La campagne israélienne de bombardements aériens intensifs de la bande de Gaza a causé beaucoup de victimes palestiniennes. Elle n’a pourtant pas permis l’arrêt des tirs de roquettes depuis cette enclave sur l’État hébreu. Benyamin Netanyahou a saisi l’occasion du rejet par le Hamas de l’initiative égyptienne du cessez-le-feu pour ordonner à son armée de lancer une offensive terrestre.

On s’y attendait depuis le lancement des volets aérien et maritime de l’opération ''Bordure de protection'', mais sans vraiment y croire. D’ailleurs, on assimilait les propos du gouvernement israélien à ce chapitre à un acte de guerre psychologique destiné à faire fléchir la volonté de l’ennemi dans la bande de Gaza. On espérait que cela n’ait pas lieu. Mais, le jeudi 17 juillet, on a dû se rendre à l'évidence. Le premier ministre israélien a ordonné à son armée de lancer une campagne terrestre sur l’enclave palestinienne.

La campagne terrestre de ''Bordure de protection''

La bande de Gaza est soumise depuis le 8 juillet à la puissance du feu israélien. L’État hébreu a de son côté reçu plus de 1600 roquettes tirées depuis l’enclave palestinienne. Des deux côtés, les populations civiles retiennent leur souffle. Et les deux parties se rejettent mutuellement la responsabilité du déclenchement des hostilités. L’offensive israélienne a fait parmi les habitants de la bande de Gaza, en date du 26 juillet, 1060 morts (dont 181 enfants), 6000 blessés (dont 1200 enfants) et 110 000 déplacés. La plupart de ces victimes sont des civils. Israël a pour sa part perdu 42 soldats (soit un lourd bilan par rapport à sa guerre précédente contre la bande de Gaza en 2012) et deux civils, sans oublier deux autres civils blessés. Cet énorme écart en termes de victimes des deux parties reflète, entre autres, la disproportion des moyens militaires des deux belligérants.

Cette campagne terrestre a été déclenchée après l’échec de l’aviation et de la marine israéliennes à mettre un terme aux tirs de roquettes sur Israël, malgré des bombardements intensifs de plusieurs cibles palestiniennes durant dix jours. Sont de la partie l'artillerie, des chars d’assaut, l'infanterie et le renseignement. L'aviation et la marine leur apportent leur concours.

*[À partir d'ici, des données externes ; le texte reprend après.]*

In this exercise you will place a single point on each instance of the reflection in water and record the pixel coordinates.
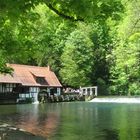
(39, 121)
(74, 121)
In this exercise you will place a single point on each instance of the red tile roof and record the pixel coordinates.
(25, 75)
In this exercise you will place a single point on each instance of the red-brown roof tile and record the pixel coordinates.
(26, 74)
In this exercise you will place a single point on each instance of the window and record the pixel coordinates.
(7, 87)
(41, 80)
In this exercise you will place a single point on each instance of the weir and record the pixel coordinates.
(88, 92)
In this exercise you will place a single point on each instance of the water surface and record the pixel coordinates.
(76, 120)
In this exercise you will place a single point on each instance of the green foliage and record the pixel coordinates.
(77, 59)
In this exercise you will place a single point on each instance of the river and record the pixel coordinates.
(75, 120)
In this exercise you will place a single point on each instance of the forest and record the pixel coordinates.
(85, 42)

Le but déclaré de cette nouvelle offensive est de détruire les infrastructures du Hamas et d’autres organisations palestiniennes, dont des tunnels allant de Gaza à Israël et des caches d’armes, et d’affaiblir significativement leurs forces de combat. Le but visé ne serait donc pas le renversement du régime Hamas à Gaza.

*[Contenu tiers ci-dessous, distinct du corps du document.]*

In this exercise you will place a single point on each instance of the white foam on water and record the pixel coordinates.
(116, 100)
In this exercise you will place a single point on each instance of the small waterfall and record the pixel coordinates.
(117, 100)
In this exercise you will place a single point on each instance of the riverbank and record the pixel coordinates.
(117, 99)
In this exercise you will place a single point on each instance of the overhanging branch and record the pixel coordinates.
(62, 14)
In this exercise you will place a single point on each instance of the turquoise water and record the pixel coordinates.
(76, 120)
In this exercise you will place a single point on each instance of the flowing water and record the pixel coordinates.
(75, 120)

On ne sait pas pour le moment si le gouvernement israélien avait d’entrée de jeu établi un calendrier précis pour cette campagne. Mais, avec l’intensification des frappes terrestres, aériennes et maritimes sur un territoire densément peuplé (1,8 million d’habitants répartis sur 360 km2), le nombre de victimes palestiniennes ne pouvait qu’augmenter de manière dramatique. Avec le nombre élevé de soldats (plus de 30.000) et de réservistes (18.000) mobilisés pour l’occasion, il était prévisible que Tsahal perde elle aussi plusieurs des siens.

Un des défis majeurs de cette offensive était de remplir sa mission avec des pertes limitées dans ses rangs et parmi la population civile palestinienne. Ses planificateurs devaient savoir que franchir un seuil symbolique donné en termes de victimes civiles risquerait non seulement d'accentuer la pression internationale sur Israël pour qu'il mette un terme à sa campagne avant même qu'elle atteigne ses objectifs, mais également (dans ce cas de figure) de compromettre la cohésion interne du gouvernement Netanyahou. D’ailleurs, une partie au moins de ce cabinet n'a jamais caché son souhait de voir cette opération aboutir non seulement au renversement du régime Hamas, mais également à la réoccupation de la bande de Gaza. C’est dire les fortes tensions internes à ce cabinet de coalition entre nationalistes et extrémistes de droite.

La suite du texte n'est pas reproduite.